Desmóntense los regímenes totalitarios vasco y catalán, garantícese el imperio de la ley, ábranse las ventanas de la libertad, y ya verán lo que tardan los separatismos en desvanecerse barridos por el viento.
Todos estos conjuros de bruja olvidan que el mal de España –sí, el de España, no el de Cataluña– es estructural. Y lo es desde que se aprobó la Constitución de 1978, con ese suicida título VIII que promueve y garantiza el desguazamiento de España. El alienígena que va a acabar con España lo lleva España a bordo: su Constitución. Y antes de explicarlo, respondamos por adelantado a quienes protesten con el gastadísimo argumento de que el problema no es la Constitución sino su inaplicación. Porque entonces, ¿no habría que plantearse la ilegalización de los dos partidos que se han sentado en la Moncloa durante cuarenta años para no aplicar la Constitución?
Ya desde el absurdo término nacionalidades clama al cielo la inutilidad de unos padrastros constitucionales vírgenes de conocimiento, empezando por aquel duque de sí mismo que con tanto orgullo presumía de su analfabetismo. Aquellos padrastros, hoy tan idolatrados, se tragaron hasta el fondo el timo de que España está abocada a un sistema sumamente descentralizado porque, a diferencia de los demás países europeos, se caracteriza por su gran variedad lingüística y cultural, como si los demás no fueran igualmente variados, y en muchos casos mucho más. Y el timo de que los reinos medievales exigen su reflejo en la estructura territorial de hoy, como si los demás países europeos no hubieran transitado por fases históricas idénticas.
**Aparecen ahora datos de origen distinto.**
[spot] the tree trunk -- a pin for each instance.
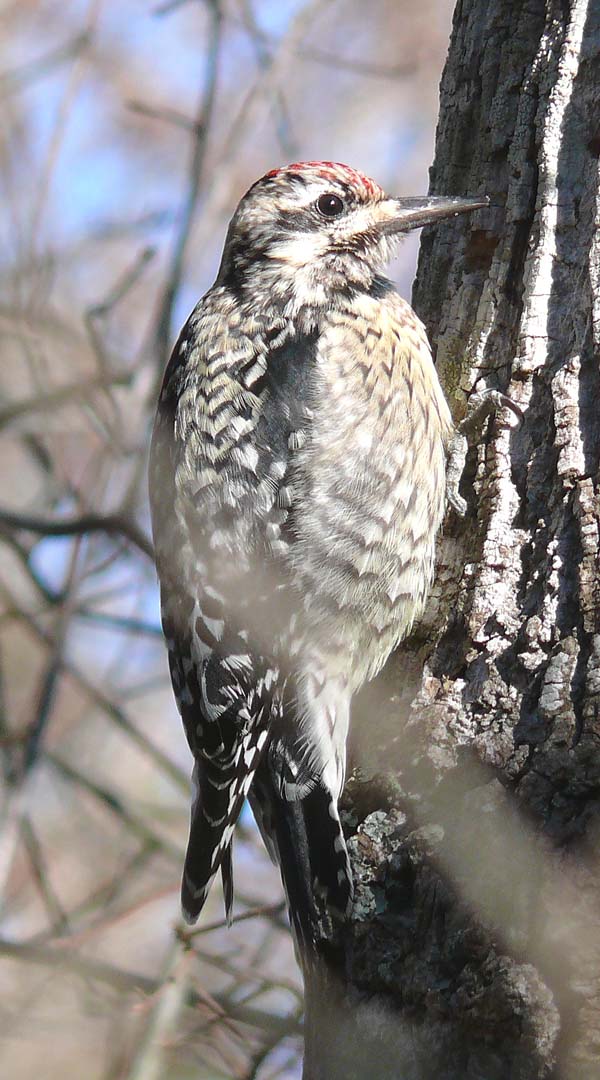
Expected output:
(474, 949)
Y el timo de que el esquema regional actual está obligado a ser un calco del de la Segunda República, como si el resto de la milenaria historia de España no tuviera ningún peso.
Pero lo más importante de todo es comprender que la situación actual de Cataluña –y del País Vasco– es el resultado de cuatro décadas de sendos regímenes totalitarios tolerados y apoyados por los gobiernos nacionales y al parecer compatibles con la Constitución. Los separatistas se han valido, y se siguen valiendo, de las instituciones emanadas de la Constitución para lavar el cerebro de los ciudadanos y destruir el Estado desde dentro: monopolio de los medios de comunicación públicos, acallamiento de las voces discordantes, agresión a los opositores, adoctrinamiento de los niños abusando de su inocencia, utilización de la policía autonómica como ejército privado de los partidos separatistas, etc. Por no hablar del millar de crímenes del terrorismo nacionalista vasco, sin los cuales la situación política de toda España, empezando, evidentemente, por las martirizadas provincias vascongadas y Navarra, sería bien distinta.
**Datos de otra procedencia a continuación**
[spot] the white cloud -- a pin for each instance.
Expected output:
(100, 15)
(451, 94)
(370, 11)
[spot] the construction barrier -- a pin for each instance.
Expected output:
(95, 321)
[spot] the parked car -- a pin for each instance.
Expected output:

Esta es la aberrante situación, radicalmente incompatible con un régimen democrático, que los separatistas pretenden aprovechar para instalar unas urnas en las que se decida la pervivencia o la destrucción de España; y que no pocos juntaletras gafes, de ésos que se declaran archidemócratas, dan por irreversible.
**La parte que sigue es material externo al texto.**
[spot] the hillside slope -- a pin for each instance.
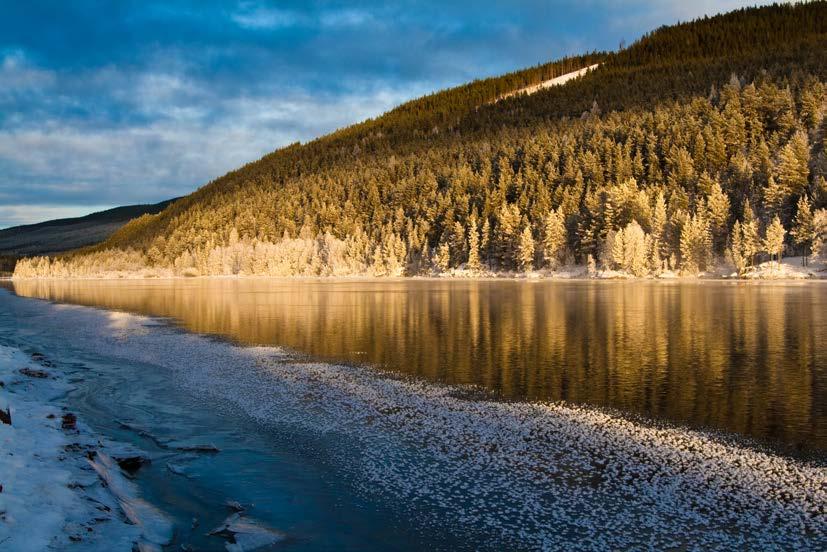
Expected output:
(56, 236)
(680, 149)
Basta ya de malabarismos estadísticos, reformas electorales, pactos de legislatura, cálculos económicos, instituciones europeas, esperanzas metafísicas, constituciones grabadas en mármol y otras recetas para idiotas. ¡Y manos a la obra! Desmóntense los regímenes totalitarios vasco y catalán, garantícese el imperio de la ley, ábranse las ventanas de la libertad, y ya verán lo que tardan los separatismos en desvanecerse barridos por el viento.